Final
  for this game

Phils end Reds' six-game winning streak

May 18, 2013 - 3:19 AM Philadelphia, PA (Sports Network) - Domonic Brown recorded the go-ahead RBI in the eighth inning, and the Philadelphia Phillies topped the Cincinnati Reds, 5-3, in the opener of a three-game series.

Jimmy Rollins belted a two-run homer for the Phillies, who won for the fourth time in five games. They also snapped Cincinnati's six-game winning streak.

Cliff Lee gave up six hits, two runs and fanned seven over the first seven innings for the Phillies. Antonio Bastardo surrendered the tying homer to Joey Votto leading off the eighth before the home team rallied.

Jay Bruce smacked a two-run homer for the Reds. Tony Cingrani, making his sixth career start, gave up five hits and three runs in five innings.

Sean Marshall (0-1) walked Michael Young with one out in the eighth. Ryan Howard beat the infield shift with a check-swing base hit toward third. Marshall was unable to get the ball out of his glove.

"That's how you beat the shift right there," Phillies manager Charlie Manuel said. "It came at the right time in the game."

Jonathan Broxton then hit Delmon Young with a pitch and Brown followed with a bouncer up the middle. Shortstop Zack Cozart flipped the ball to Brandon Phillips, who failed to make a barehanded grab and the go-ahead run scored.

Howard was then ruled safe on a head-first slide at the plate on a Carlos Ruiz sacrifice fly to center field for an insurance run. Ryan Hanigan blocked the plate with his leg on a perfect throw from Shin-Soo Choo , but Howard was ruled safe to the dismay of Reds manager Dusty Baker.

"That was a series of bad events," Baker said.

Jonathan Papelbon walked pinch-hitter Xavier Paul leading off the ninth, but retired the three ensuing batters to notch his eighth save of the year in relief of Justin De Fratus (2-0).

The Reds wasted a bases-loaded chance in the second and the Phillies went ahead in the third. With Lee on first, Rollins took Cingrani's 3-1 pitch over the wall in left field. That broke a string of 16 straight solo homers by the Phillies.

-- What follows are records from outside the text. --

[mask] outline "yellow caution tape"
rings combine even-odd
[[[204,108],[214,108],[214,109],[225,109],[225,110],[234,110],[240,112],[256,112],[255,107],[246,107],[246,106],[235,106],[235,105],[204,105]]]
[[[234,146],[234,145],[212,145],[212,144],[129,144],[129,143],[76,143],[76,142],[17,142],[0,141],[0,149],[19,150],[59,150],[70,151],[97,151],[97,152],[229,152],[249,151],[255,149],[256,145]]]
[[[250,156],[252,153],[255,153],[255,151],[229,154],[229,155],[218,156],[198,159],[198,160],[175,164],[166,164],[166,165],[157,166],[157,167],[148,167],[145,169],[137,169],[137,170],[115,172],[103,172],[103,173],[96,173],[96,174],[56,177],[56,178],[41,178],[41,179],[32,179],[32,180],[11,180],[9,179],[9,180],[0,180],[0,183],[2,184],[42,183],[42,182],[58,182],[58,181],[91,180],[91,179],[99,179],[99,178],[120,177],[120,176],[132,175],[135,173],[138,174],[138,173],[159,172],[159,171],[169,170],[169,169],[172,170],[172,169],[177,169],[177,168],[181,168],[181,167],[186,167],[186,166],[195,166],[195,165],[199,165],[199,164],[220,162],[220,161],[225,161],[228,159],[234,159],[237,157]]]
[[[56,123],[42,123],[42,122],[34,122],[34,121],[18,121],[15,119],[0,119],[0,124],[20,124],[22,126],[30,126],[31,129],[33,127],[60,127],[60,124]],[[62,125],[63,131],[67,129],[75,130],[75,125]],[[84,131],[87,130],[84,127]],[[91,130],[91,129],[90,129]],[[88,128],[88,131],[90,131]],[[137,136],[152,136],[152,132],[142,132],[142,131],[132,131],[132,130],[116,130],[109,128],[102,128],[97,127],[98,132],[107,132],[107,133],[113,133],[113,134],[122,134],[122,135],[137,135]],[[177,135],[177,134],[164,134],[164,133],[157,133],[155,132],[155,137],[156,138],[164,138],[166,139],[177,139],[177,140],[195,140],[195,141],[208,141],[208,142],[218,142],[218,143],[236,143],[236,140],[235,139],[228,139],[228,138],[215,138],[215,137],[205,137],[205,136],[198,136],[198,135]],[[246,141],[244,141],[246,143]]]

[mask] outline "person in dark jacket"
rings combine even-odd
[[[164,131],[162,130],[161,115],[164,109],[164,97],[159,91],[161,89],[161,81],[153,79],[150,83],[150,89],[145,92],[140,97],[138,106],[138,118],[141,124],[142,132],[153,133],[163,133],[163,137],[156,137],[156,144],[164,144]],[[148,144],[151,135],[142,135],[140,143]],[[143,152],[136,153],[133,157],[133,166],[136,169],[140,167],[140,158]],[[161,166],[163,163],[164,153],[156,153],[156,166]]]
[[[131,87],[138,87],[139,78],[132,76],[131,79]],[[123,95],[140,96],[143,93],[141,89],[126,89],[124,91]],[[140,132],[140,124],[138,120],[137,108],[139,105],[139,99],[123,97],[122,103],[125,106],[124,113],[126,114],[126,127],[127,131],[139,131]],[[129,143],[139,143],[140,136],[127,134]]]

"When you get him on the ropes you have to get him, especially early," Baker said of Lee. "He settles in and starts getting his pitches over. He wasn't sharp early. We had first and second in the first inning, the bases loaded in the second inning. That would have been enough."

Young tripled to center to drive in Lee in the fifth, but Phillips doubled leading off the next inning and crossed the plate on Bruce's towering blast to the first row of seats in right-center.

"The first couple of innings I was a little erratic," Lee said. "It wasn't really there. I had to find it. It just takes throwing pitches and going through and executing pitches, kind of honing it in. I was lucky to get away with how I was pitching the first two innings."

Votto homered to right-center to start the eighth.

Game Notes

Prior to the game, the Phillies optioned pitcher Raul Valdes to Lehigh Valley, and recalled pitcher B.J. Rosenberg from the same Triple-A club ... Rollins scored his 1,200th career run on his homer ... Phillips' double was his 220th as a Red, tying Hall of Famer Joe Morgan for first place among all club second basemen ... The Reds swept three games from the Phillies in Cincinnati in April ... The Phillies have won 16 of their last 21 home games against the Reds ... Papelbon currently owns the longest active scoreless streak in the National League at 16 2/3 innings. He has not allowed a run since April 3 at Atlanta.